One of the more absurd common truths is the one that says the Uk lost an empire and now lacks a role. It is allied to the dangerous notion that the UK has to place itself under EU or US control to be a main player or to “have influence”.
The UK rightly gave away the empire. It had no wish to hang on to it after 1945, fighting battles against independence movements in the way some did. Nor does it lack influence or a role. As the world’s fifth largest economy with one of the most powerful militaries after the big two of the USA and China, the UK has a seat on the UN Security Council, and is an important voice again in a range of world bodies from the World Trade Organisation to the environmental conferences to the World Health organisation. When the UK has world class research and confidence in its own views and beliefs it can achieve a great deal through its soft power. As a leading member of NATO it belongs to the world’s most powerful military organisation, where it can bring force to bear with allies for a good cause if it agrees to do so. The UK has in recent decades a good record at protecting or liberating smaller countries from bullying invasions. Alone we evicted Argentina from the Falklands, and led by our US allies we freed Kuwait.
From my study of English and UK history our past underlines the kind of people we are and the role in the world that we wish to define and refine. We have always looked outwards, favouring free trade with as many parts of the world as will reciprocate. We have been on a long march to representative democracy, and have always been hungry for liberty. There are strong strands of anticlericalism in our roots that manifest today as sensible scepticism about some of the fashionable nostra of world tyrants and global bureaucracies. There is in us that respect for the rule of law and the form of the constitutions, tempered by a tough strain of protest if our liberties are too pinched by authority or if the rules are bent too far by government. Failure to understand that lost a King his head, cost later sovereigns power, and lost some Prime Ministers their jobs. It led us to Brexit when the public told their elites that they were promised a common market and ended up with a powerful international body making many of our laws and deciding some of our taxes.
Slow to anger as a democratic people, preferring the paths of peace, we as a nation fight doggedly and accept sacrifice if an aggressive autocrat seeks to take over independent countries. In the sixteenth century England and Wales stood almost alone against the might of superpower Spain, helping the Netherlands in revolt against Spanish autocracy. In the seventeenth and eighteenth centuries Great Britain organised Europe against the French superpower’s attempts to take over much of the continent by conquest. In the twentieth century twice we had to fight against German aggression and German attempts to create a united Europe against the will and freedoms of many of Europe’s countries.
It would be good if we can now avoid damaging European entanglements as we wish the EU success in creating a peaceful resolution of the various tensions and disputes between continental countries.

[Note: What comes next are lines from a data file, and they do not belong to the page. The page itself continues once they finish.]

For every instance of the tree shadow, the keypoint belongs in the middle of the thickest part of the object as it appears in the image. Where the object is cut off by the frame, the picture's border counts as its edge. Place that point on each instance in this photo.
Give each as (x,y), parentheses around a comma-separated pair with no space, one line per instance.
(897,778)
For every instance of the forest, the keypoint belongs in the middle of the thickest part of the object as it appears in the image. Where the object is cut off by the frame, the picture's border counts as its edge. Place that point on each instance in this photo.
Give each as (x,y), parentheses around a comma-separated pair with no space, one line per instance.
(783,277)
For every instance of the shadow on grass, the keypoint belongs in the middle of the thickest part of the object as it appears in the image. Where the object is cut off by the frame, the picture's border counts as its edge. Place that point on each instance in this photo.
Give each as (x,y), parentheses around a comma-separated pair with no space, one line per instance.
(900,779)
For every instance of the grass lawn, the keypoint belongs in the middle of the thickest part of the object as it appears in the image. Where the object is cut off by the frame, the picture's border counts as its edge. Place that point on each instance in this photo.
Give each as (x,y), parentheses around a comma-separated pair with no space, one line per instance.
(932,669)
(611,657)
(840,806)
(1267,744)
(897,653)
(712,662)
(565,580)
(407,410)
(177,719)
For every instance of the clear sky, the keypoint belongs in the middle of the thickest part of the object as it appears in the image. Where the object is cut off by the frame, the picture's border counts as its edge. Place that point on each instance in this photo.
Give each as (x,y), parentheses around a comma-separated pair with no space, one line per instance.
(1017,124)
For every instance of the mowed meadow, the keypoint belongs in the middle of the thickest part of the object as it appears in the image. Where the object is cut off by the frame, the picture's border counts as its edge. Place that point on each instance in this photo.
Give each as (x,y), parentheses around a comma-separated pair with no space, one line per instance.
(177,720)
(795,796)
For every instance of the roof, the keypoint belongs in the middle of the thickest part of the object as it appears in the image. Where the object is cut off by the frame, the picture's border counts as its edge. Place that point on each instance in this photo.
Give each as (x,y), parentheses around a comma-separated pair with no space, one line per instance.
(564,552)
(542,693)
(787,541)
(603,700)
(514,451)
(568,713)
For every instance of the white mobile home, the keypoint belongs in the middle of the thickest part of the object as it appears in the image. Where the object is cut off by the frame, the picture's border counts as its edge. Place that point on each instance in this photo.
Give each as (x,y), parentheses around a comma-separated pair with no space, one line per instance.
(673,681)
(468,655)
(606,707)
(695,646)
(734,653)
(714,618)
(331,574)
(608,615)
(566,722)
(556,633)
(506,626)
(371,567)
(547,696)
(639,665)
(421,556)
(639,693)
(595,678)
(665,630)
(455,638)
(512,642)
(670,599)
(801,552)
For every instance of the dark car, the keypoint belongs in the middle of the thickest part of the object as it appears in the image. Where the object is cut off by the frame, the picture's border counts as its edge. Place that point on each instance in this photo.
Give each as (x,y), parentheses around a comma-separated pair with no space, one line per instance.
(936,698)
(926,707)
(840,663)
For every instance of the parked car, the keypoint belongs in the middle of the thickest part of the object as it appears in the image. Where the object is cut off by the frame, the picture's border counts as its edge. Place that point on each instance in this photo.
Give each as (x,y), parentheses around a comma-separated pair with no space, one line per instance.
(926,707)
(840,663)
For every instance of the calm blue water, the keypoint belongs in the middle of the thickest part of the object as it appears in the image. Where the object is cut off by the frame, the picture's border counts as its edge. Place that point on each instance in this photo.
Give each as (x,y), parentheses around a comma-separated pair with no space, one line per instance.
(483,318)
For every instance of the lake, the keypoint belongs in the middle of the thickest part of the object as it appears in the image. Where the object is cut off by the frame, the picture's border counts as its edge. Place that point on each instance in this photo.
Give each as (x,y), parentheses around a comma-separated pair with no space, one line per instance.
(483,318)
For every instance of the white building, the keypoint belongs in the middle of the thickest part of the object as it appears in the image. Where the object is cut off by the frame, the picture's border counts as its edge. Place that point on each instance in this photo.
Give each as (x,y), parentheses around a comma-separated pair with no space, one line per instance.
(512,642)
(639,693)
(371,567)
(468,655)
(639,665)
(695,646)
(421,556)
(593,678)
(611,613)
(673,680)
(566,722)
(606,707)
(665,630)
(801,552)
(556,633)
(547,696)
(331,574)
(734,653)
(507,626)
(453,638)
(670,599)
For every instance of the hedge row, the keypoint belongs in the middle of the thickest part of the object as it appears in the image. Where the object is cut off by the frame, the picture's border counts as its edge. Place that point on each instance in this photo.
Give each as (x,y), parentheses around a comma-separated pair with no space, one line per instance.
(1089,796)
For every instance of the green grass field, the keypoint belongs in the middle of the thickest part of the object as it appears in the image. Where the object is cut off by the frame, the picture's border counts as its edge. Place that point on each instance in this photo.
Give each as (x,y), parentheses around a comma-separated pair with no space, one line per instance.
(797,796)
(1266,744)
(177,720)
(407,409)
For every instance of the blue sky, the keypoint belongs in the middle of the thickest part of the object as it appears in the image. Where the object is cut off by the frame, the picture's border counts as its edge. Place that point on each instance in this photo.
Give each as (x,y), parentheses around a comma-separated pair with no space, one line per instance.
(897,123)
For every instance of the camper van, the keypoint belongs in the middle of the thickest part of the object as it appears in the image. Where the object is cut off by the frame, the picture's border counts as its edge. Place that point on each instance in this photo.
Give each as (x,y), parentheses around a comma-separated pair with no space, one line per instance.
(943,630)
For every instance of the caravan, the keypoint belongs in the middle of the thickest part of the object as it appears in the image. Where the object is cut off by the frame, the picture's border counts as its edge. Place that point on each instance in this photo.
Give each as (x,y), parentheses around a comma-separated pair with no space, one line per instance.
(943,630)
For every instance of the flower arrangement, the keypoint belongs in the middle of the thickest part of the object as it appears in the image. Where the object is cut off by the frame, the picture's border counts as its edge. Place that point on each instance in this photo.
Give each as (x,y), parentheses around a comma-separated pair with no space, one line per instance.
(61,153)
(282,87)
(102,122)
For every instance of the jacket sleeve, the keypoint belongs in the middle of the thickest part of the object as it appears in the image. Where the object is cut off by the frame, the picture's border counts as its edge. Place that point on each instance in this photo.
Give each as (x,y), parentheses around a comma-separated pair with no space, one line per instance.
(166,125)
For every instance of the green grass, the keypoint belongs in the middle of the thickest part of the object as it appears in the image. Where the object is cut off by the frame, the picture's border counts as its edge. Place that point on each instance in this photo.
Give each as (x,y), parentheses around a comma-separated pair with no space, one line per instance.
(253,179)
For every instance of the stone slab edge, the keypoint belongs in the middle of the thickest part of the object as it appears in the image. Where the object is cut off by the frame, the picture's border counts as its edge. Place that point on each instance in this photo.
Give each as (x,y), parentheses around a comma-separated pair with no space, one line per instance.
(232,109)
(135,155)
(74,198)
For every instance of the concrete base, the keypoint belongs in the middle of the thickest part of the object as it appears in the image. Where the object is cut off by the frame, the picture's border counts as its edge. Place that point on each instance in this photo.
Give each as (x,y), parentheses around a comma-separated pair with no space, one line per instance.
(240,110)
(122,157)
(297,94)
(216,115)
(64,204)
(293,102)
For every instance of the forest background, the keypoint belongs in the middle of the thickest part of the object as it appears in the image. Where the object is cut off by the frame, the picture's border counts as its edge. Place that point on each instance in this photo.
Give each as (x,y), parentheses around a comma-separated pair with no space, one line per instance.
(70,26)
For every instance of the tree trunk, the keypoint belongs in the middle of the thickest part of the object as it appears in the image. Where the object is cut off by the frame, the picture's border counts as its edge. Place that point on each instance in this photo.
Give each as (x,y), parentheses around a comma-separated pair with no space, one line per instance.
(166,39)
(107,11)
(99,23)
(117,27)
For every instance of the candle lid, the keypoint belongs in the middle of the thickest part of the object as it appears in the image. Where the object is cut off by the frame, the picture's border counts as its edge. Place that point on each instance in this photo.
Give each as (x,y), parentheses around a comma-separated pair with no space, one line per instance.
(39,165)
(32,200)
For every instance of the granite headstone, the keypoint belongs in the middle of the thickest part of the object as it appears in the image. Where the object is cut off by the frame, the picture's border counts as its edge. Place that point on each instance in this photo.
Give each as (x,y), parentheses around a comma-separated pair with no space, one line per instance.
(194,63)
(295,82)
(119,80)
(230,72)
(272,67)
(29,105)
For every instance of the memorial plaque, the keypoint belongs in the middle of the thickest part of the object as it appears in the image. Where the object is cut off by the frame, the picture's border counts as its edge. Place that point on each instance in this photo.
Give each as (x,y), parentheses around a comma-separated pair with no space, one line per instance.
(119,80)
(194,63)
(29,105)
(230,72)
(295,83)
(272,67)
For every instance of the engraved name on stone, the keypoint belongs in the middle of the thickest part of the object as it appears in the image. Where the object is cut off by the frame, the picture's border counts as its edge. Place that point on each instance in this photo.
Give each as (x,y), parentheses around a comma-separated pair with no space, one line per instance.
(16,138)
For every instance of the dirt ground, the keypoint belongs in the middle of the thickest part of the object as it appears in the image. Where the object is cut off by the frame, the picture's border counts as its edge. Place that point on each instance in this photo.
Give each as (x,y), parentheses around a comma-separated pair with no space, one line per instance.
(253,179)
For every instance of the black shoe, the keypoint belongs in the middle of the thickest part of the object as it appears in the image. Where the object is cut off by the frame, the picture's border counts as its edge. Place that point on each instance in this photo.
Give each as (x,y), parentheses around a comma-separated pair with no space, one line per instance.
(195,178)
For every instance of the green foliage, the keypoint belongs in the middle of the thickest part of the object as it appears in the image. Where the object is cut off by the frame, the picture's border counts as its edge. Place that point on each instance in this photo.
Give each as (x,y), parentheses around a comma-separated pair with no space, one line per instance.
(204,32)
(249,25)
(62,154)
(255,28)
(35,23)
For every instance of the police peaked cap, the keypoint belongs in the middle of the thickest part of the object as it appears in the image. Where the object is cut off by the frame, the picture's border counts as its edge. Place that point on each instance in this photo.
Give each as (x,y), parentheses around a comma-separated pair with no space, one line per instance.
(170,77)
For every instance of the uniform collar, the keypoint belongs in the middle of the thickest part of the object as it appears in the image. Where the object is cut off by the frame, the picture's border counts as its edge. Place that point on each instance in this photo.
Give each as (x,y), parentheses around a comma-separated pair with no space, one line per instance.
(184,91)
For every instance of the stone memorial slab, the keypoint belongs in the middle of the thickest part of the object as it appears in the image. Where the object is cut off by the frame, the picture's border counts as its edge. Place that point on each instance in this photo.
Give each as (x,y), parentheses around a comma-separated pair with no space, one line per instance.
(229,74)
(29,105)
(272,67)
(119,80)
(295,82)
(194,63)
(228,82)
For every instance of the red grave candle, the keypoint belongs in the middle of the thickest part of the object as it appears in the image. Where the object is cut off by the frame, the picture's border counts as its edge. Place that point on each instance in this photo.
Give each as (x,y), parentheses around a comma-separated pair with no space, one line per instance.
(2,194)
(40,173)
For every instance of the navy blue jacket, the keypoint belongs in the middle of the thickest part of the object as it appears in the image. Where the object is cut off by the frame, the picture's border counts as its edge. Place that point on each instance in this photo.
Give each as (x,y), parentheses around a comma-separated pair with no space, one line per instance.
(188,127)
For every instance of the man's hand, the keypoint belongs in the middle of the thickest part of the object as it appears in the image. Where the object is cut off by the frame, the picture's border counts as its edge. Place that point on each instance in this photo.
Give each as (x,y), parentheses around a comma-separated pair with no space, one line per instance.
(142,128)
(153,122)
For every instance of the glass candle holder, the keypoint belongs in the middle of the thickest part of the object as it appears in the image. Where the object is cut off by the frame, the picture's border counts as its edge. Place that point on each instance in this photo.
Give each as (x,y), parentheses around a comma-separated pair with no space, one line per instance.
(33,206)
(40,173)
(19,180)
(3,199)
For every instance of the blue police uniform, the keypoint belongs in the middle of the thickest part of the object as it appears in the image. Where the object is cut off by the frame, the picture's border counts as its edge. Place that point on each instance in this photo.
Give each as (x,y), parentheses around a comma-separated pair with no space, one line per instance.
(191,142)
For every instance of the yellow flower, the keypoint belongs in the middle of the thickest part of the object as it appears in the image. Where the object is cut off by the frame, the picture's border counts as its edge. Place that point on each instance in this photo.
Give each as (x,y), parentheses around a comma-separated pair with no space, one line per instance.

There is no need for us to lead the questions of how the EU defines and defends its eastern borders. The USA and ourselves in NATO need to define limits to those who would threaten us through eastern Europe but should not get involved in the Balkans and former Soviet Union issues which currently preoccupy the EU. We may independently decide to help a country in distress from Russian invasion as we do with Ukraine.
One of the worst features of the governing elite in my lifetime has been the pessimism and lack of belief in our abilities as a country to influence the world for good and to prosper without being controlled by a larger power from outside. This has been allied to their dreadful run of boom/bust and austerity advice since the early 1970s, leading to an underperformance of our economy. Their poor economic policy feeds their wish to impose greater international strictures and controls on us. Why do they forget this is the country that not so long ago designed the first large working computer to break codes, developed the jet engine, built the world’s first civil nuclear power plant and with France produced the only supersonic passenger aircraft? The UK can achieve a lot, and would achieve a lot more if more of its governing elite had confidence in us.